The Art of Nano-technology exhibition, City O Tautahi, Christchurch, New Zealand, 2010

The Art of Nano-technology

PUTTING SOUL INTO SCIENCE

The artists represented here have all attempted to shed some light on the incredible – and tiny – new worlds of nanotechnology. Each have selected one little corner of a vast subject, and examined it close up, just as a scientist uses a microscope to zoom in and create images of the nanoworld itself.

Nanotechnologies are increasingly present in our lives, and this exhibition invites us to develop an awareness of them, and their wider implications. Through work displayed here the artists examine the connections between nanotechnology and our lived experience, both present and future. Using very different methods, artists and scientists highlight the beauty and power of these otherwise unseen new technologies.
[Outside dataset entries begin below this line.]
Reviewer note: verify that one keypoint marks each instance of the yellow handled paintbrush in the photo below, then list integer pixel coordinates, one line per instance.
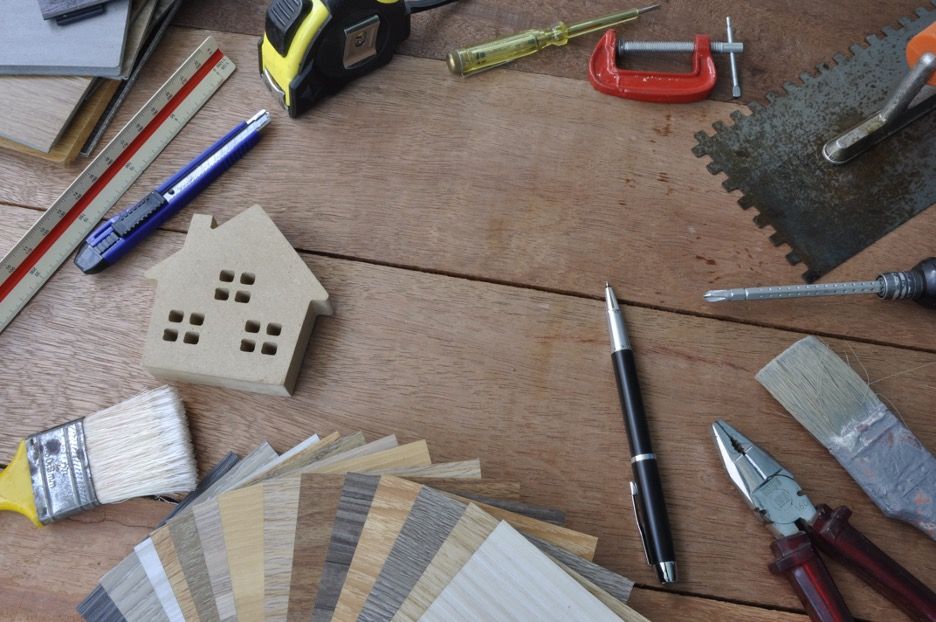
(136, 448)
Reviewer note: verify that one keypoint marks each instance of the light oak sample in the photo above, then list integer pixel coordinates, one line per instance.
(509, 579)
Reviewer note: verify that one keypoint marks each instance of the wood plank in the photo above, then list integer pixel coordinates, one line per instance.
(658, 604)
(376, 355)
(768, 60)
(509, 579)
(582, 166)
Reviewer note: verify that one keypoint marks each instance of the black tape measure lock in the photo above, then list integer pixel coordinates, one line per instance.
(312, 48)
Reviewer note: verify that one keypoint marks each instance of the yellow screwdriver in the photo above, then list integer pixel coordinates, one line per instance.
(468, 61)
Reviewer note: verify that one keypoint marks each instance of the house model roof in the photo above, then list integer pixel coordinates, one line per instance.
(234, 307)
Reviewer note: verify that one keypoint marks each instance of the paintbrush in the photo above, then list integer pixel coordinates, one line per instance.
(837, 407)
(138, 447)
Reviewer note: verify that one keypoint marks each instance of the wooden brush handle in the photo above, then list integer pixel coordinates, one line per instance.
(798, 560)
(838, 539)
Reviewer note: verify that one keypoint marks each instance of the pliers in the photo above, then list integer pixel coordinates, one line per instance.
(801, 528)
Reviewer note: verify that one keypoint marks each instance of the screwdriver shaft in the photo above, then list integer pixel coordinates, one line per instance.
(794, 291)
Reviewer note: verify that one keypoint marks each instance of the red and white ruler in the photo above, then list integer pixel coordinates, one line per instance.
(65, 225)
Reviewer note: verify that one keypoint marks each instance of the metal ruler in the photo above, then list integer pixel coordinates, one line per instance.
(65, 225)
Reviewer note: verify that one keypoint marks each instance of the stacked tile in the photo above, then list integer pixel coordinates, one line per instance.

ART AND SCIENCE – CREATIVE LEAPS; IMAGINATIVE RESPONSES

Science shares with art the urge to describe and define aspects of both human existence and of the natural and manufactured worlds. At the core of the scientific and artistic approaches is a desire to illuminate the human experience of those worlds. Both disciplines then inventively apply this understanding and attempt to create something new.

In this exhibition, the world of nanotechnology is made visible through microscopic imaging, and through sculpture and painting, in an attempt to shed some light on some of the issues and applications of these mysterious and potent forms.